En dehors de son utilisation alimentaire (eau de boisson et nourriture), le cocotier avait mille autres usages. Les plantations de cocotiers étaient également placées sous restriction temporaire (rāhui) selon un système de jachère.
Autres plantes alimentaires des atolls
Le pokea (Portulaca lutea) : la tige et les racines du pourpier étaient cuites au four en terre, pelées puis mangées avec du lait de coco et du poisson cru. On mangeait également les baies rouges du hihiteka (Cyclophyllum barbatum) et le fruit jaune du rama (Ximenia americana). Les racines cuites du pourpier pokea (Portulaca lutea) étaient consommées, tout comme les feuilles du horahora ou le fruit noir visqueux du napau (Grewia crenata).
Le fruit du nono (Morinda citrifolia) constituait un aliment de substitution en temps de disette, comme l’écorce interne râpée (oneone) du mikimiki (Pemphis acidula).

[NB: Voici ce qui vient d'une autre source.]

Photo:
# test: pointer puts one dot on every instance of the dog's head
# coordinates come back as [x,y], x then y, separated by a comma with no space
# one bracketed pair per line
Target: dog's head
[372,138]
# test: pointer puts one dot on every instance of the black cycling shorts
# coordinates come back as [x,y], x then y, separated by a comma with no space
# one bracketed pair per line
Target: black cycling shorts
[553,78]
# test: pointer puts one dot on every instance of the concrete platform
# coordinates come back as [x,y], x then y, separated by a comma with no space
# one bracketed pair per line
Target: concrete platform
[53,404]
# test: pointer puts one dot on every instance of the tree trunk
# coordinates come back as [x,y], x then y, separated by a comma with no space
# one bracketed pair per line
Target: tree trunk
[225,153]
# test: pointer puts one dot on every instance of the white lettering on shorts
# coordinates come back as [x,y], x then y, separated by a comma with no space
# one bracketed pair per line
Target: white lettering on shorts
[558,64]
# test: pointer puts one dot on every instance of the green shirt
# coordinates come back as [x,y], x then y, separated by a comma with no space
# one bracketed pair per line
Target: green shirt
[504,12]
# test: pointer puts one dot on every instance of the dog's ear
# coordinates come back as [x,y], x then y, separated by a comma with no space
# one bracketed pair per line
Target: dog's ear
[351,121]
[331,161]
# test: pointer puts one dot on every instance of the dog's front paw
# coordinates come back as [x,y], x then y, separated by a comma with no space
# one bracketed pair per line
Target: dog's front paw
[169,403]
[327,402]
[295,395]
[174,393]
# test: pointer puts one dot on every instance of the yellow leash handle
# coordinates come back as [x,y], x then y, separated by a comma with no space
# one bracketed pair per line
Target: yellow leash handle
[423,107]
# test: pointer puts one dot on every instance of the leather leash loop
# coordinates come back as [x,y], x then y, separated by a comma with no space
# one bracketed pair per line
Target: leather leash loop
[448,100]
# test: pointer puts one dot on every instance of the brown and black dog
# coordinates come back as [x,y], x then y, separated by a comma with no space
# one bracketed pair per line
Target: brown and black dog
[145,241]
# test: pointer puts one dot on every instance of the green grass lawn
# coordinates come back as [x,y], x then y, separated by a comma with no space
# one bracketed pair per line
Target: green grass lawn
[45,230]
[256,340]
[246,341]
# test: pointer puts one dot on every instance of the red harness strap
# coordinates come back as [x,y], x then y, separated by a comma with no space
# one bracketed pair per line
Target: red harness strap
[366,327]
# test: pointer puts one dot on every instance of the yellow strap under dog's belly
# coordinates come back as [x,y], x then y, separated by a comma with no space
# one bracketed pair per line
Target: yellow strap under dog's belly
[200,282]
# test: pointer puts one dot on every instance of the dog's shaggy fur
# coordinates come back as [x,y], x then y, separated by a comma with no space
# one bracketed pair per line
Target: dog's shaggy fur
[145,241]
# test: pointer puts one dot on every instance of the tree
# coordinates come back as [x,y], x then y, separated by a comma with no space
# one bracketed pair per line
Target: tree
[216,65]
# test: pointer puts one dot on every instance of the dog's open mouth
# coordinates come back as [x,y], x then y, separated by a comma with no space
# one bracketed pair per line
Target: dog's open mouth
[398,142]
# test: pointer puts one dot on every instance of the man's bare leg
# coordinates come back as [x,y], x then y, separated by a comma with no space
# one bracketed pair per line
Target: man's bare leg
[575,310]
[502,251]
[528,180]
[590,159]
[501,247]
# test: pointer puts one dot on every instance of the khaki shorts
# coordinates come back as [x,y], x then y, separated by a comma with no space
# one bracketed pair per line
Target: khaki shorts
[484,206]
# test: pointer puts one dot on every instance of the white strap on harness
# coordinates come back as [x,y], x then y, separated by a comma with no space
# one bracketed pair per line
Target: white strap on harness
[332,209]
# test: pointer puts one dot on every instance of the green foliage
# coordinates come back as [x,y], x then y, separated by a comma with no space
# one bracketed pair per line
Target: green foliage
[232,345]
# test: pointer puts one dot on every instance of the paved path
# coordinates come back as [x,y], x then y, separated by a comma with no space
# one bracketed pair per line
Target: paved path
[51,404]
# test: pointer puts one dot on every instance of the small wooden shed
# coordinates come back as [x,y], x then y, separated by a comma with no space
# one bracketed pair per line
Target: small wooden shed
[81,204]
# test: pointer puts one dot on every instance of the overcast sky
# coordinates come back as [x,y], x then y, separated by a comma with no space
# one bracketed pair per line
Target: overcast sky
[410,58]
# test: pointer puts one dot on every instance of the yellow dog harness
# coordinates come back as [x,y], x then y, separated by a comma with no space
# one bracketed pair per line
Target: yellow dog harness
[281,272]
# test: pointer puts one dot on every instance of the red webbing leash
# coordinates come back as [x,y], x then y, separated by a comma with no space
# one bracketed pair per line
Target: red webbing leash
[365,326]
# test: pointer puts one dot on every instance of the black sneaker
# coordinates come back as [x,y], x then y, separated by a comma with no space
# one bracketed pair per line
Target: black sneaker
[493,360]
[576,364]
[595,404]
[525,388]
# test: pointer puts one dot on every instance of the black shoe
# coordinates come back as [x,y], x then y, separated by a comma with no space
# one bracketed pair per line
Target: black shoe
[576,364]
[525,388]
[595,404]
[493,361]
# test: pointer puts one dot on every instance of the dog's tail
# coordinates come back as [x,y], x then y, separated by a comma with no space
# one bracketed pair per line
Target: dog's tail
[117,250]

Au total, toutes les pratiques horticoles des atolls étaient contrôlées par un ensemble de rites destinés à favoriser la fertilité de la terre et l’abondance des ressources végétales : on vouait par exemple un culte à Rongo, le dieu des plantes cultivées, par un système d’offrandes sur le marae de la communauté afin d’attendre en retour des cultures abondantes.
Ces rites étaient pratiqués sous l’autorité du chef (ariki), intermédiaire entre l’humain et le divin.
D’autre part, de nombreux tapu concernaient les plantations, qui pouvaient être placées sous restriction temporaire (rāhui) le temps des premières récoltes, en fonction de cycles d’imposition et de levées des interdits.